Lung cancer is now a bigger killer of Irish women than breast cancer as years of smoking take their toll.
While the number of new cases diagnosed and death rates from lung cancer in men in the Republic fell between 1994 and 2008, the reverse happened for women.
The rate is rising by 2pc a year in women and, in a worrying trend, the largest increase of 4pc a year is seen in those under 55 years of age, the annual report of the National Cancer Registry revealed.
"Lung cancer has now overtaken breast cancer as the cancer most likely to cause death in women," said registry director, Dr Harry Comber.
The report, published today, shows 1,059 men and 652 women were diagnosed with lung cancer each year on average between 1994 and 2008.
An average of 571 women die annually from the disease, which claims the lives of 966 men.
However, the good news is that more are surviving -- the percentage alive five years after diagnosis rose from 8pc in 1994-1999 to 11pc in 2004-2007.
The numbers having chemotherapy doubled in 10 years but survival rates for men and older patients, as well as those from deprived areas did not do as well.
The report, which looked at all cancers, showed that the number of people diagnosed with the disease had risen by almost 50pc since the mid-1990s due to an ageing population and bad lifestyle habits.
The number of new cases of invasive cancer rose from 17,429 in 1994 to 24,809 in 2009 -- an annual rise of 2.7pc for women and 3pc for men.
An average of 29,745 people a year were registered as having cancer between 2007 and 2009, -- a rise of 12pc from the previous three years.
The lifetime risk of getting cancer for men is one in three compared to one in four for women, according to the report.
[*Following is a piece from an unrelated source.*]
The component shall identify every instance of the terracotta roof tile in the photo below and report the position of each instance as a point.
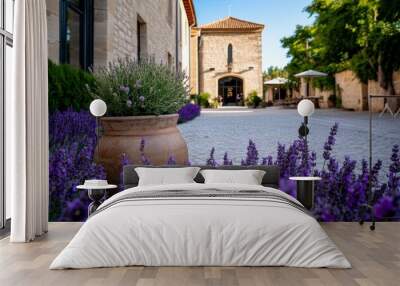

But 90,000 are now alive 15 years after their diagnosis and cancer death rates here are now close to the European average.
The percentage of patients still alive five years after a cancer diagnosis has risen significantly from 40pc in 1994-1997 to 55pc in 2004-2007.
The report covers years before the overhaul of cancer services. The highest death rates were for lung, bowel, breast and prostate cancer.
Although the number of people with cancer of the pancreas, oesophagus and ovary were lower, they represented a greater proportion of those who died from the disease. Ireland had the eighth highest rate of bowel cancer in men and women in 30 European countries.
The report again confirmed that where people lived contributed to their cancer risk -- cancers of the lung, head, neck and cervix were more common in deprived areas; while skin, breast and prostate cancers were more common in affluent areas.